Given that both LSTMs and CNNs reach an almost equivalent accuracy, maybe combining them can do even better?
Inspired by Wang, Jin, et al. "Dimensional sentiment analysis using a regional cnn-lstm model." The 54th Annual Meeting of the Association for Computational Linguistics. Vol. 225. 2016. where they break up word sequences into regions, apply convolutions and then use an LSTM layer to integrate the final information to feed into a classifier, I used Convolution1D
or LocallyConnected1D
to extract local information (i.e bigrams, short sequences of words) to feed into the BiLSTM layer from above to see if we can integrate all this information to get a better predictive model.
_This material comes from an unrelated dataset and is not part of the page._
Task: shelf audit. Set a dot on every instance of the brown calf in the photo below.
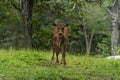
(59, 41)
The final model combined the CNN base model combined with an LSTM layer on top:
Embedding
CONV1D
RELU
AVGPOOL
LSTM/BILSTM
DENSE
I found that I had to reduce the number of filters in the convolution layer to ensure that the model began learning. However, I found that increasing the filter size did not make learning better. I also found that adding Dense
layers on top of the architecture did not result in better performance, and in fact made it slightly worse.
I found the following parameters to perform the best:
{
"n_filters": 70,
"filter_size": 2,
"pool_length": 5,
"dropout": 0.2,
"dropW": 0.2,
"dropU": 0.2,
"lstm_dims": 50,
"bidirectional": true,
"hiddens":[]
}
A regular LSTM model performed only slightly worse.
Now that we have identified all the "good" parameters, our empirical observations need to be made quantitative by repeating the experiments and evaluating on the test dataset. To do this I have implemented in run
the --use-test true
flag that can be used to do this which saves the results into an results.csv
file. To save time, I take an average of the accuracy and AUC from 3-4 repeats. The ROC-AUC and loss/accuracy curves are from one run only.